23.8 million FAR were taken from a wallet, and the majority were sold for around $164,000 in USDT. The exploiter still holds 3.4 million FAR, which are notionally worth $83,250 but not likely to be sellable for that amount.

Farcana raised $10 million in seed funding in November 2023 from investors including Animoca and Polygon Ventures.

Victim loses $11 million to permit phishing

A victim lost $11 million in Aave Ethereum (aEthMK) and Pendle USDe tokens after signing several permit phishing signatures. Permit phishing is a technique in which scammers convince a victim to sign a transaction that grants broad permissions, allowing the scammer to then drain assets from the wallets. likely hacked for $3.5 million

It appears that the online crypto sports betting platform suffered a theft of around $3.5 million in USDT and Tron's TRX tokens. The theft was observed by crypto sleuth zachxbt, who noted that the theft seems to have been perpetrated by the same attacker who stole at least $55 million from the BtcTurk cryptocurrency exchange only hours earlier.

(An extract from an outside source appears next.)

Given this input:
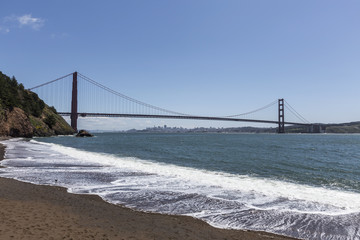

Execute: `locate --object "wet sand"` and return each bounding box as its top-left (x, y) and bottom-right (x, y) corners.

SportsBet has not yet disclosed any theft.

"Read-only" CoinStats crypto application enables wallet breaches

CoinStats, an application promising to help people track their cryptocurrency holdings, has suffered a breach impacting more than 1,500 user wallets.

The application asks its users to connect their wallets to allow it to track their holdings, but promises on the website that it offers "the ultimate security for your digital assets". "Since we ask for read-only access only, your holdings are perfectly safe under any conditions," the website promises, later touting its "military-grade encryption".

CoinStats shut down the platform while investigating the incident. Losses have been estimated at around $2.2 million.